Итак, осуществить Красный Холм в Париже, Версаль претворить в Весьёгонск, Фонтенбло в Кашин – вот задача, которую предстояло нам выполнить.
С первого взгляда может показаться, что осуществление подобной программы потребует сильного воображения и очень серьезных приспособлений. Но в сущности, и в особенности для нас, русских, попытки этого рода решительно не представляют никакой трудности. Не воображение тут нужно, а самое обыкновенное оцепенение мысли.
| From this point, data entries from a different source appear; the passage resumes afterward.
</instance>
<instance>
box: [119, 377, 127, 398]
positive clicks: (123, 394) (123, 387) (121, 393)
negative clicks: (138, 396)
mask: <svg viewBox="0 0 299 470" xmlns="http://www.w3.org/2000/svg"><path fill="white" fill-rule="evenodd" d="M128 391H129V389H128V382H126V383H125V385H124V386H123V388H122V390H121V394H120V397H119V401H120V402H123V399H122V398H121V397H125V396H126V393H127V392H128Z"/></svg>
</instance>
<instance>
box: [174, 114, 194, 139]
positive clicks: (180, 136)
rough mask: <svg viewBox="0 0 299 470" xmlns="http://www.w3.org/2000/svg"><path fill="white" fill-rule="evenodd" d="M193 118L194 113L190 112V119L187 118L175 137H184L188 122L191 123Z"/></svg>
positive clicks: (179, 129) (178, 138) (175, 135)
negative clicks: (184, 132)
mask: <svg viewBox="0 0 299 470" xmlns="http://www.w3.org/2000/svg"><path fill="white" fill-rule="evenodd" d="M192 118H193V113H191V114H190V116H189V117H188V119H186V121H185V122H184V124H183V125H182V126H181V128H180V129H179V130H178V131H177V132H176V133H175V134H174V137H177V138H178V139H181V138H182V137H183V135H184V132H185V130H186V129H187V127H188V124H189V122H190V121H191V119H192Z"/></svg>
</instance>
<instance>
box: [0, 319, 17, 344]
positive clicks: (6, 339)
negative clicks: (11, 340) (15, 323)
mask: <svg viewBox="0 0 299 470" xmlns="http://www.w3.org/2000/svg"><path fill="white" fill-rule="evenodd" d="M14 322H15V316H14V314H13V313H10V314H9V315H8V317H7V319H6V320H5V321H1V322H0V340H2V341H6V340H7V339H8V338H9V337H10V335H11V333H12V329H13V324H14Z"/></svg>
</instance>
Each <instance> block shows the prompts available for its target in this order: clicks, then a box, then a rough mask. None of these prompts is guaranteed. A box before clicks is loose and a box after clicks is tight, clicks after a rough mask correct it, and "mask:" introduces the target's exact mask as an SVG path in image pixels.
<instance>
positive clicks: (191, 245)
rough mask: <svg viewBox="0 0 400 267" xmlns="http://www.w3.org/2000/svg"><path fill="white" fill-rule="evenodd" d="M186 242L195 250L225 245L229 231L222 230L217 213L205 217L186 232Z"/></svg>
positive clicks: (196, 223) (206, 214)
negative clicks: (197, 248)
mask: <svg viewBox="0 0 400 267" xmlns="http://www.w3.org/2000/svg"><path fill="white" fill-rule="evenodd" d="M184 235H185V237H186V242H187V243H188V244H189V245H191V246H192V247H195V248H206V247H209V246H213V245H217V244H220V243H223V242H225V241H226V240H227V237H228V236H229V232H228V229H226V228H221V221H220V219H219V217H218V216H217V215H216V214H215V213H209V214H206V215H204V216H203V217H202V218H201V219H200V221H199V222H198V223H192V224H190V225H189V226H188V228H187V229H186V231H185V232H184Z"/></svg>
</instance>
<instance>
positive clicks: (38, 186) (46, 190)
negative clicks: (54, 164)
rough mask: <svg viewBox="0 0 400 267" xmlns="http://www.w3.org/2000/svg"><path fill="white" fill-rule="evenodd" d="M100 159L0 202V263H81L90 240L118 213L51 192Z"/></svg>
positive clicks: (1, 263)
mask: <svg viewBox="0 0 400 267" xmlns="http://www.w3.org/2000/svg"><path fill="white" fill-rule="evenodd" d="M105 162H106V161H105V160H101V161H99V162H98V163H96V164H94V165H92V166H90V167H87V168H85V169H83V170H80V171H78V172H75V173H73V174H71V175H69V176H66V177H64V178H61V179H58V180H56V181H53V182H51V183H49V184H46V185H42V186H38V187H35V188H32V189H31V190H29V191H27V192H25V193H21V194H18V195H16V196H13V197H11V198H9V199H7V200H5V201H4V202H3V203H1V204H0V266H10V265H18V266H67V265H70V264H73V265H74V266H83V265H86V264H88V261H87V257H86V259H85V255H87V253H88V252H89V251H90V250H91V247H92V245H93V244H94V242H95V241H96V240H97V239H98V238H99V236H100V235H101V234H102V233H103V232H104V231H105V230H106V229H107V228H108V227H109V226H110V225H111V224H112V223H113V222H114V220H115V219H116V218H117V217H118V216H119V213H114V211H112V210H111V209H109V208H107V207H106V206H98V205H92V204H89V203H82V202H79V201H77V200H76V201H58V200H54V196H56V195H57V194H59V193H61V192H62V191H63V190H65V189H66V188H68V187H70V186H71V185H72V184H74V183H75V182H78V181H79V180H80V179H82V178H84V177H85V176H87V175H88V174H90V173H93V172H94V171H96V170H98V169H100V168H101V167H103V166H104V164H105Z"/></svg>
Когда деятельность мысли доведена до минимума и когда этот минимум, ни разу существенно не понижаясь, считает за собой целую историю, теряющуюся в мраке времен, – вот тут-то именно и настигает человека блаженное состояние, при котором Париж сам собою отождествляется с чем угодно: с Весьёгонском, с Пошехоньем, с Богучаром и т. д. Мыслительная способность атрофируется и вместе с этим исчезает не только пытливость, но и самое простое любопытство. Старое, насиженное, обжитое – вот единственное, что удовлетворяет обессиленный ум. И это насиженное воспроизводится с такою легкостью, что само собою, помимо всякого содействия со стороны воображения, перемещается следом за человеком, куда бы ни кинула его судьба.